My daily duties were to dice mangoes and pineapples for cocktail garnish. I would do so outside at the back of the kitchen while listening to podcasts about traveling and yoga. I wouldn’t often make my way to the front of the restaurant during working hours but one time I did to pick up a better knife from the bartender.
There was a group of men sitting in the corner between the inside of the restaurant and outside of the restaurant. Tranquilo being the only bar I knew on the island that didn’t permit inside smoking, the men were blowing the smoke from their cigarettes strategically to the outside of the bar.
I caught the eyes of a dark brown eyed guy there. It was a very quick and temporarily gaze but it was enough for me to like him. It was something about his eyes that possessed a sensitivity and an intensity at the same time.

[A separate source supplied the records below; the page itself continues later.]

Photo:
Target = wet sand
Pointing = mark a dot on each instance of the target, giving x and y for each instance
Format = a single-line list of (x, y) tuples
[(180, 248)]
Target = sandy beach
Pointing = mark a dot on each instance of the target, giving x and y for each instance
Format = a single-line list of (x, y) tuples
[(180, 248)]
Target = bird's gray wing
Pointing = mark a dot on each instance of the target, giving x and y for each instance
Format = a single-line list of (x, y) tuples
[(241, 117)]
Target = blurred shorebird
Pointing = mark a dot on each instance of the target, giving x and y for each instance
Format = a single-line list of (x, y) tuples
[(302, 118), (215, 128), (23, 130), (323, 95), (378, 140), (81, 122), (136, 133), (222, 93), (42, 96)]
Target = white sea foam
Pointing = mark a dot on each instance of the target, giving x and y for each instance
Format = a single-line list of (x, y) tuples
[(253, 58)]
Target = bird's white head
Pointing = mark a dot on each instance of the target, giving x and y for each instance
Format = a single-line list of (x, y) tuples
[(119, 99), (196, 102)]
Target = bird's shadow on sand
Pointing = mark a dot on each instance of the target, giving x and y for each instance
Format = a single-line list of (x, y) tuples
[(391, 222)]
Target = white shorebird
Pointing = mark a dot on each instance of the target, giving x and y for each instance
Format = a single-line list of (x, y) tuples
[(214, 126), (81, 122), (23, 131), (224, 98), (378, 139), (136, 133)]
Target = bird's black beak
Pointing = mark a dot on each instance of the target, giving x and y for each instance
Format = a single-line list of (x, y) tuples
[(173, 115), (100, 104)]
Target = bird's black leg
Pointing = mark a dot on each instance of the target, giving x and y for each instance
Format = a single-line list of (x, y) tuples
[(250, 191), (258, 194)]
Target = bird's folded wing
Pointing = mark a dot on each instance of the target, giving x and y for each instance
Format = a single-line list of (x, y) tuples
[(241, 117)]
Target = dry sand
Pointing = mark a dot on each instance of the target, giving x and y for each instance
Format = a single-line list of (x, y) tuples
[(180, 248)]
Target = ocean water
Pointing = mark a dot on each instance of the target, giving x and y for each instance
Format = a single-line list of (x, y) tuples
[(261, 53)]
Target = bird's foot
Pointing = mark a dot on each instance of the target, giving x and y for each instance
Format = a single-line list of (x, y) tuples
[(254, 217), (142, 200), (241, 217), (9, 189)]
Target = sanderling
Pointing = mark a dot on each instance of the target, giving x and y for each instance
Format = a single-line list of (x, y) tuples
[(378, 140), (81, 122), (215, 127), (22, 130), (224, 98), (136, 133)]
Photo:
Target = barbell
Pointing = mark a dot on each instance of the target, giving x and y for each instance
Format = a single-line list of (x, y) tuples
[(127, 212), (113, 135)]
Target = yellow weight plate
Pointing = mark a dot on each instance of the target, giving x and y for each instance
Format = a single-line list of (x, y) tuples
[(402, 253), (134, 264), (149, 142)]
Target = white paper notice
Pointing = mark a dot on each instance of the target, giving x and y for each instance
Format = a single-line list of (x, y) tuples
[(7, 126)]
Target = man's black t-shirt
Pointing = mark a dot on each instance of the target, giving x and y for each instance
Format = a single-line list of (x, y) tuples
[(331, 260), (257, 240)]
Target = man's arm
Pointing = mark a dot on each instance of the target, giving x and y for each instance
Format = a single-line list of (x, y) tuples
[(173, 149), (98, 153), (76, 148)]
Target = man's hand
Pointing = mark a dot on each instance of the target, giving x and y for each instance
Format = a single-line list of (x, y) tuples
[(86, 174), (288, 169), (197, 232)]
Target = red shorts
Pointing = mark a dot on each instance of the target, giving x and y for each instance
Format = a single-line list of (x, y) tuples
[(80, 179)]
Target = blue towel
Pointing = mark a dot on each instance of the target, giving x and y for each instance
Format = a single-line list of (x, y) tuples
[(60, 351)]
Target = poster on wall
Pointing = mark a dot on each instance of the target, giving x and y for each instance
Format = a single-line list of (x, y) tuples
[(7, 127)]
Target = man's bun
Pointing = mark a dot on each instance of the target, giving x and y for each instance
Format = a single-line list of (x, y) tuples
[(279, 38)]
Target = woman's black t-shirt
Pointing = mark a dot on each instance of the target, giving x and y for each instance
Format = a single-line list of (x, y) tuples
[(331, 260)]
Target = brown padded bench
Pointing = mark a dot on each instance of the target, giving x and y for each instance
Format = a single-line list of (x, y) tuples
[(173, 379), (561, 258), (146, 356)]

It turns out he was one of the bartenders at The Beach Bar from a few doors down. He had served shots to my friend Barbara and a couple from Calgary, Canada named Ted and Sasha and I a couple of days before. I hadn’t realized it was the same guy until much later.
We now live together in this gritty little basement, in a windowless room that is the size of our two little twin beds. We have a bathroom with good water pressure. We have a mini fridge but no kitchenette. We have a fan that blows air in our faces in the middle of the night. We have one blanket that we share and most often than not, I end up stealing all of it.
I consider ourselves lucky because we get to share our room with each other and be physically close to each other after work. Most season workers have to share their rooms with two, sometimes three other strangers. The rooms are usually windowless. Our neighbours sleep with their door open. You’re considered lucky if you get a balcony and some A/C.
It’s been the toughest year of my life and the past few working months have been emotionally draining. I ache for some stability and some freedom. Working everyday for five months straight was one of the dumbest decision I’ve taken in my life for my already fragile mental health.
Santorini, you witch, you’ve been a roller coaster.
However, I don’t regret it. Even the worst moments in my life I choose to never regret. And, well, I stayed believing something good was to come out of living on this island.